31 January 2012

South Sudan: Tensions Rise Amidst Kidnappings

Photo: Fred Noy
South Sudan and Sudan have agreed to start the border demarcation process.

Khartoum — Tension is growing in the border between Sudan and the new South Sudan as governments of the two states accuse each other of attacks.

The governments in Khartoum and Juba are throwing accusations of supporting the rebels operating in their territories.

"Militants from the State of Unity have penetrated to Warrap and attacked people who were grazing, killing more than 40." the Minister of the Interior of Southern Sudan, Alison Manani Magaya has said.

"These militias are armed by the Khartoum government," added the Minister.

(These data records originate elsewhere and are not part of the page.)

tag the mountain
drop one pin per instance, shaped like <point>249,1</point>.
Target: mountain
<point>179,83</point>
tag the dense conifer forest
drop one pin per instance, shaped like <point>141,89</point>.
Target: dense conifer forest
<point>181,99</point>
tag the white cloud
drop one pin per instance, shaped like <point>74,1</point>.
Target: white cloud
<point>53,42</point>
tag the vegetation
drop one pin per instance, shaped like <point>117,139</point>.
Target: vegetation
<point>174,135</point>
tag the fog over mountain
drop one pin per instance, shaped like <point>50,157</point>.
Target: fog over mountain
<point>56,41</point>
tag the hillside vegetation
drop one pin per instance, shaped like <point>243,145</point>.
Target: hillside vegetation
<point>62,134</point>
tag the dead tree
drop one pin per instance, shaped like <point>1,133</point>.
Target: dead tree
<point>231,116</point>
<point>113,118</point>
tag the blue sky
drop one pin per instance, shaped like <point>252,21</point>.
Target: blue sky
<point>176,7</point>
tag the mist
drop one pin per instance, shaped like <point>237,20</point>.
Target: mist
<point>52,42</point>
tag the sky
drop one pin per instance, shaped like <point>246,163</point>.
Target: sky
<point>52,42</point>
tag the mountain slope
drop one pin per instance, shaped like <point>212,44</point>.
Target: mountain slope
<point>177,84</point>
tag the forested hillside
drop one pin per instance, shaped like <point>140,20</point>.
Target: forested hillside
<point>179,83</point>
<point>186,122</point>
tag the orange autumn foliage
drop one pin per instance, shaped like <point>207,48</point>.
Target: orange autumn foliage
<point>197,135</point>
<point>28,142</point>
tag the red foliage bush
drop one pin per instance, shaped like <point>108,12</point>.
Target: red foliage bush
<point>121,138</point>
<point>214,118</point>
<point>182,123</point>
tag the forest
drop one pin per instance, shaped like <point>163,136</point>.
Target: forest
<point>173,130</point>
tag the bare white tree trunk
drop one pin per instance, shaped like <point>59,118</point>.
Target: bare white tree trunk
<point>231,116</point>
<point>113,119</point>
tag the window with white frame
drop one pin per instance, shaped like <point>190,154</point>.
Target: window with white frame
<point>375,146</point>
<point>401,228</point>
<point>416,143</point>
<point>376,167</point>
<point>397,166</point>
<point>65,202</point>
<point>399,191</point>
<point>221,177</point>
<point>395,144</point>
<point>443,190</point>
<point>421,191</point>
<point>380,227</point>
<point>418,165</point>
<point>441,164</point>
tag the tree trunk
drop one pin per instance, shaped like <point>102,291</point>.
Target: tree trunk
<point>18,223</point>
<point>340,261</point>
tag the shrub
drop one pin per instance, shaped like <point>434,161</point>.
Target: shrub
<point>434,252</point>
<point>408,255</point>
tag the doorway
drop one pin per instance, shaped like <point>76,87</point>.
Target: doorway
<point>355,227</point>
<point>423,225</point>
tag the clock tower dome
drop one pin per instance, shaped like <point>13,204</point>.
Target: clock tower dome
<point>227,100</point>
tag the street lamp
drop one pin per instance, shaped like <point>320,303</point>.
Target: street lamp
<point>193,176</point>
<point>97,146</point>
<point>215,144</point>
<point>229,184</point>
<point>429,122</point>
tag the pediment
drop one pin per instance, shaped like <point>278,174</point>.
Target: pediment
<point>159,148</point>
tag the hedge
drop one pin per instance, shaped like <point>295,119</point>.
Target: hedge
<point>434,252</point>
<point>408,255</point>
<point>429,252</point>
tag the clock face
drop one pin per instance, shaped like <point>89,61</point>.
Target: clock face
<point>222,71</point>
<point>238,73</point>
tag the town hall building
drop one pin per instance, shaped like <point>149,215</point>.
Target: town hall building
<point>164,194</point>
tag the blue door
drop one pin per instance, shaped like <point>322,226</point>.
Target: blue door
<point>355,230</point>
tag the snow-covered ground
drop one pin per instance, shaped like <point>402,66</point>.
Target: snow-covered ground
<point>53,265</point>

According to Sudan Catholic Radio, Bol Makueng, Secretary for Information of the Movement for the Liberation of the People of Sudan (SPLM), the ruling party in South Sudan, has accused authorities in Khartoum of allowing south Sudanese militias to recruit people in its territory to attack civilians in southern Sudan, Darfur and South Kordofan.

According to the leader of the SPLM, some of the recruits are trained as suicide bombers to carry out attacks against government officials in southern Sudan.

Khartoum, accuses in turn Juba, saying it helps the guerrillas operating in Darfur, Blue Nile and Southern Kordofan.

In the latter State about 50 Chinese workers have been kidnapped.

The crisis is linked to the division of oil revenues, extracted from southern Sudan and exported through the infrastructure of Sudan remains.

Khartoum has called for more rights concerning the passage of its crude oil along the pipeline, which Juba rejects.

Beijing, which is the largest purchaser of local oil, is trying to mediate between the parties involved.